GamingDaveUk commented 8 months ago

That is a byproduct of the sentence splitter. It will just drop things here and there.

The painful alternative is to do it sentence by sentence. An automated alternative would be to split the text beforehand (like by actual sentence) but, when it is phonemized it might miss parts of the audio at the end.

Example:

The old sentence splitter splits up until it hits the phoneme limit.

if text_split_length is not None and len(text) >= text_split_length:
        text_splits.append("")
        nlp = get_spacy_lang(lang)
        nlp.add_pipe("sentencizer")
        doc = nlp(text)
        for sentence in doc.sents:
            if len(text_splits[-1]) + len(str(sentence)) <= text_split_length:
                # if the last sentence + the current sentence is less than the text_split_length
                # then add the current sentence to the last sentence
                text_splits[-1] += " " + str(sentence)
                text_splits[-1] = text_splits[-1].lstrip()
            elif len(str(sentence)) > text_split_length:
                # if the current sentence is greater than the text_split_length
                for line in textwrap.wrap(
                    str(sentence),
                    width=text_split_length,
                    drop_whitespace=True,
                    break_on_hyphens=False,
                    tabsize=1,
                ):
                    text_splits.append(str(line))
            else:
                text_splits.append(str(sentence))

        if len(text_splits) > 1:
            if text_splits[0] == "":
                del text_splits[0]
    else:
        text_splits = [text.lstrip()]

    return text_splits

I edited mine to fit my need, and it seems to work out, but the text has to be in a very particular format (all lines end in ". ")
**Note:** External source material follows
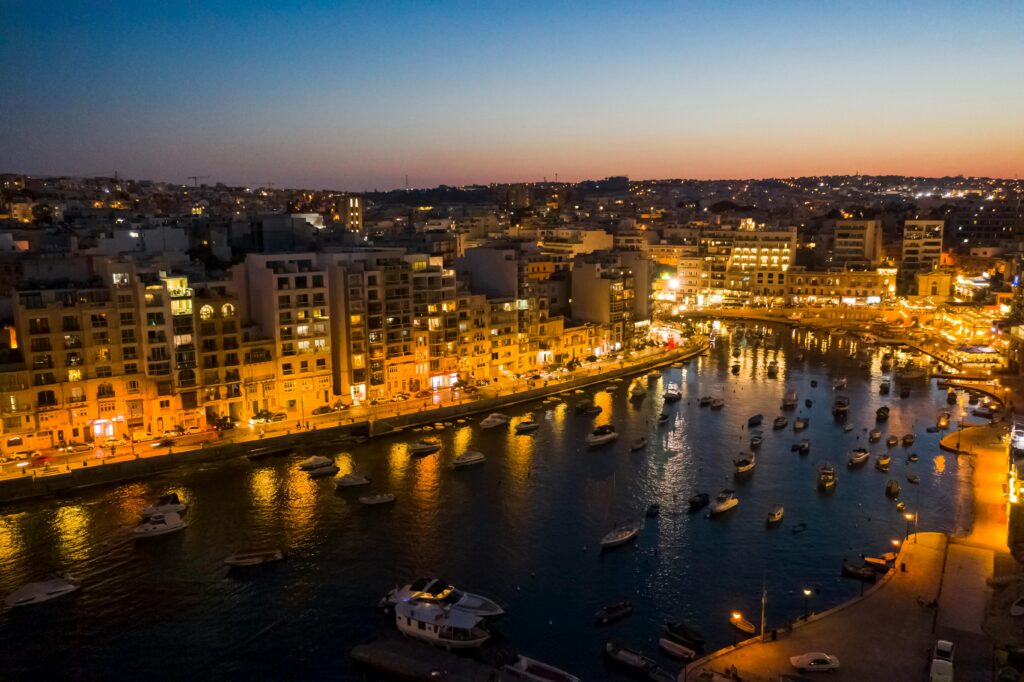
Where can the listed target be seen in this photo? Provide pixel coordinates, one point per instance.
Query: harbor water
(522, 527)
if text_split_length is not None and len(text) >= text_split_length:
        #text_splits.append("")
        nlp = get_spacy_lang(lang)
        nlp.add_pipe("sentencizer")
        doc = nlp(text)
        for sentence in doc.sents:
            sentence = str(sentence).replace(". ", ". <>")
            frags = sentence.split("<>")
            text_splits += frags
            #text_splits.append(str(sentence))
            print(sentence)
    else:
        text_splits = [text.lstrip()]

    return text_splits

So it might introduce some abnormalities or behave unusually.
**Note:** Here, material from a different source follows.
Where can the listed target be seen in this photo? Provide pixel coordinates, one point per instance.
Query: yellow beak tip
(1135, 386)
interesting. I may give that a go. I dont think the developer is too bothered with this issue or is not able to replicate so been looking for a reliable alternative... not having any luck, so if this fixes it I will be very happy.

efh8fh8h commented 6 months ago

This is happening when you use a finetuned model with some bad traing data. With the base 2.0.2 everthing works as expected. After manual curating all wav files and the whisper transcript, my finetuned models did not have that issue any more. Give it a try :)

cwmcd commented 5 months ago

i'm having the same issue with the collab version. not only is it losing entire blocks of text, but also mixing up and repeating text all while also hallucinating and giving demon voices or the voice morphing into another voice/gender.